大野光明 / 滋賀県立大学准教授・歴史社会学・社会運動論
週刊読書人2020年5月15日号(3339号)


アジア太平洋戦争末期の沖縄、旧日本軍のなかに護郷隊と呼ばれる遊撃戦部隊があった。隊員を構成したのは徴兵適齢前の十五、六歳の「身長より銃が高い」ような少年たちだ。米軍との圧倒的な戦力差によって敗退の途にあった日本軍は、護郷隊による米軍への潜入と情報収集、米軍施設の爆破、夜間斬りこみなどのゲリラ戦を展開した。部隊を計画し、指揮したのは陸軍中野学校出身者たちである。集められた兵士の数は約千人、うち戦死者は約一六〇人だったという。
 
本書は映画監督・ジャーナリストである三上智恵による約一〇年にわたる護郷隊への取材をまとめた、新書としては異例の七五〇頁の労作だ。
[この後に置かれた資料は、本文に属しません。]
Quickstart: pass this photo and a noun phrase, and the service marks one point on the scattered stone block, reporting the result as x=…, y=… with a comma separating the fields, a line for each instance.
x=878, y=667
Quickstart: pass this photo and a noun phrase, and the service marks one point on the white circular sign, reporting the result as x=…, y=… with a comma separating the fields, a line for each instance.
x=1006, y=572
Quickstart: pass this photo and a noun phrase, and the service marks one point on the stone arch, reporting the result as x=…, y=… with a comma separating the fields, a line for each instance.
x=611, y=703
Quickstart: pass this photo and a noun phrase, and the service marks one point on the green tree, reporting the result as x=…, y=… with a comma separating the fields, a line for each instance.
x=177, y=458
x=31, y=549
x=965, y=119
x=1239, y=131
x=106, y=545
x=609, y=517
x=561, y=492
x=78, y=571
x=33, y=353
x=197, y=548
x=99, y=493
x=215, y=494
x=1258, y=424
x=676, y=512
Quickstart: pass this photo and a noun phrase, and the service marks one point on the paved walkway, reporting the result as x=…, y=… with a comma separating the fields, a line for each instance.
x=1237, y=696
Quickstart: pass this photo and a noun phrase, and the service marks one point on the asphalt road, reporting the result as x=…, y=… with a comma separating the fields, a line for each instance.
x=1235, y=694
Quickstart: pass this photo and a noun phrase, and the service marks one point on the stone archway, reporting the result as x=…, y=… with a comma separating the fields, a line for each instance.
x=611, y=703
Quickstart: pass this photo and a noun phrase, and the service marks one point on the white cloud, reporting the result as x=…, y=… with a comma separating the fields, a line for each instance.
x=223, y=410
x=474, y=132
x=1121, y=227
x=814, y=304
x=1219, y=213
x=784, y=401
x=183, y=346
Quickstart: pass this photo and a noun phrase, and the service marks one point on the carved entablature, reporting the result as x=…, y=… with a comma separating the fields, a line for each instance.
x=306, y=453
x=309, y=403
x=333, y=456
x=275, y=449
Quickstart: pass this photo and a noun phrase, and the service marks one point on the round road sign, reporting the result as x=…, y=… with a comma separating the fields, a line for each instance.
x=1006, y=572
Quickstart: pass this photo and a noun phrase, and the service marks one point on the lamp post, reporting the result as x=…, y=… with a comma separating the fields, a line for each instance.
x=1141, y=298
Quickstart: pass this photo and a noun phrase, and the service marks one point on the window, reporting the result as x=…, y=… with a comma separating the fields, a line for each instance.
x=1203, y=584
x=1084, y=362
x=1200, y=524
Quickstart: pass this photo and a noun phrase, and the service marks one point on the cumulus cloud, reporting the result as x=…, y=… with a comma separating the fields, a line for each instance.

著者と大矢英代によるドキュメンタリー映画『沖縄スパイ戦史』(二〇一八年)の内容と公開後につづけられた取材成果がまとめられている。多くの元護郷隊員や沖縄住民から貴重な証言を集め、旧日本軍資料や元隊長のその後の足跡なども調査し、護郷隊がどのようにつくられ、いかなる作戦を遂行し、兵士たちはどんな困難を抱えこんだのかが描かれる。住民を巻きこむ作戦が行われるなか、日本軍によって「スパイ」容疑をかけられた住民は殺害された。住民自身もそれに「協力」していた。沖縄の住民が「被害」にも「加害」にも関わる戦場の極限状況が克明に浮かびあがっている。
 
また、「名前は出さないでくださいよ。またやられるかもしらんから」という語りは、出来事がまだ終わっていないことを示す。三上智恵はこれまで高江や辺野古での米軍基地・施設の建設や宮古・八重山での自衛隊部隊の新設の問題を追い、優れたドキュメンタリー作品を発表してきた。本書は現在進行形の軍事主義への批判としてもある。護郷隊は住民からの「理解」や「協力」なしには成立しえなかった。「国民に自発的に協力してもらうためには、平時から構造的にも思想的にも国民を統制しやすい体制を作っておくことが肝要」なのであり、それは「今、日本で進行中のこと」という言葉に深く共感する。私たちはすでに軍隊への「理解」と「協力」を涵養されている。軍隊への「協力」や「参加」の浸透は、私たちのなかに「スパイ」を探し出し、それを「始末」する主体をつくりだす。戦争はすでに私たちのなかにあるのだ。
 
一方で、筆者は本書の叙述に少なからぬ違和感をもった。特に護郷隊長をめぐる叙述である。息子を亡くした母親が戦後に、元隊長の胸ぐらにつかみかかり「息子を返せ」と訴える。だが著者は元隊長の「繰り返し襲ってくる苦しさと悔恨」に寄りそう。また、彼らの指揮した負傷兵殺害について、「助からない部下たちの苦しみを一瞬で終わらせてやるのも幹部の務めだったのかもしれない」と書く。三上の叙述は兵士たちの経験に内在的であろうとするがゆえに、軍隊の論理のなかにどこかでとどまっていないか。個々の証言は軍事主義の権力関係のなかに埋めこまれているが、証言を聞くことを通じてそれを突き崩すことはできないか。戦争証言をめぐる普遍的課題がここにある。(おおの・みつあき=滋賀県立大学准教授・歴史社会学・社会運動論)
 
★みかみ・ちえ=ジャーナリスト・映画監督。作品に『標的の村』『戦場ぬ止み』、著書に『風かたか「標的の島」撮影記』など。